Unfortunately AGG 2.5 is now GPL so if you need to stick it into anything closed source you are stuck using 2.4's modified BSD.
That said I think having a CPU tessellation path is going to be critical if you want to see wide adoption. Platforms like Android and the like don't always have geo shaders which is why you see FreeType so widely used.
You need not only geometry/tess shaders but also compute shader and signed framebuffers. In theory it would be possible to work around the lack of compute shader (making the minimum requirement GLES 3.0), but it would involve multiple passes and I'm not optimistic about the performance in that case.
Would the fallback be better placed into WebRender or Pathfinder?
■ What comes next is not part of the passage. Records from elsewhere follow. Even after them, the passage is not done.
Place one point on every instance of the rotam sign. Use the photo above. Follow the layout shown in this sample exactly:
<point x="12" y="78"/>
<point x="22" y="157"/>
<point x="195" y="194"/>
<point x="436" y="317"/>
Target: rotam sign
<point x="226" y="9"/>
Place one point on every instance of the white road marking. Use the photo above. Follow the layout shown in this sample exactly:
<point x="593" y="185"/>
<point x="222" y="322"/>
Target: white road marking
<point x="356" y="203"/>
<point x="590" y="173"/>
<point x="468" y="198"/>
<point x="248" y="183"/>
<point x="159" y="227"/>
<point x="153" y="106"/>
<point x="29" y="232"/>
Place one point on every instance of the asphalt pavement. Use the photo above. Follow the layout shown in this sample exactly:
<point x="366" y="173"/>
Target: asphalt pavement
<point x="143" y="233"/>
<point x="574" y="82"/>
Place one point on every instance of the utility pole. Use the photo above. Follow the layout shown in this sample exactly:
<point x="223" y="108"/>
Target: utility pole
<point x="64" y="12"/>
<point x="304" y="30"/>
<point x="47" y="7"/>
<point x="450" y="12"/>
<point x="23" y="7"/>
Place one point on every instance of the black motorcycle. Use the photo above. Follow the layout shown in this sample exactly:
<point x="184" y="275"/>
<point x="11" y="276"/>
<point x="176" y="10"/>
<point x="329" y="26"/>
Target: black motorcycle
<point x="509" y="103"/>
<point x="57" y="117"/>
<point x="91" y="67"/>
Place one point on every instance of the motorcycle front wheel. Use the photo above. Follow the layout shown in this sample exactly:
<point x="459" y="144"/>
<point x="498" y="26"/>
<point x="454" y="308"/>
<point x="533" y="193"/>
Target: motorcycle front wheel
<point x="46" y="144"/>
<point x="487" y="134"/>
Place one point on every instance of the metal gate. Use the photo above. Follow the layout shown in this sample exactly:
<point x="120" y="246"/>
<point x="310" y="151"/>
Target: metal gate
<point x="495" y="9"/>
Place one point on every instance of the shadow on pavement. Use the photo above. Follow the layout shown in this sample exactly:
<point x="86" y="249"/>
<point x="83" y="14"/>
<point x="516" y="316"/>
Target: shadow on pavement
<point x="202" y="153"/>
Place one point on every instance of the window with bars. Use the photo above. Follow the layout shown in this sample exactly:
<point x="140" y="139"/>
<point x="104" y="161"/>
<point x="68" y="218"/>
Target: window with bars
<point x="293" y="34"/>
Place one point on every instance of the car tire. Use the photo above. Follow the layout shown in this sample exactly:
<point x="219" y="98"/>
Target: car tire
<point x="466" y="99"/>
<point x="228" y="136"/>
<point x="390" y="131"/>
It would be nice to be able to know that you only need to import one library for font rasterization, regardless of the hardware you're running on.
I did some work a while back that involved using genetic algorithms to solve a problem pertaining to PC errors. Long story short, the bottleneck ended up being the generation of an error screen (which is then compared to a pre-existing one in the cost algorithm). We were first using GDI (on Windows), but then we switched to DirectWrite, but couldn't get it to be fast enough to make the algorithm feasible. This definitely piqued my interest!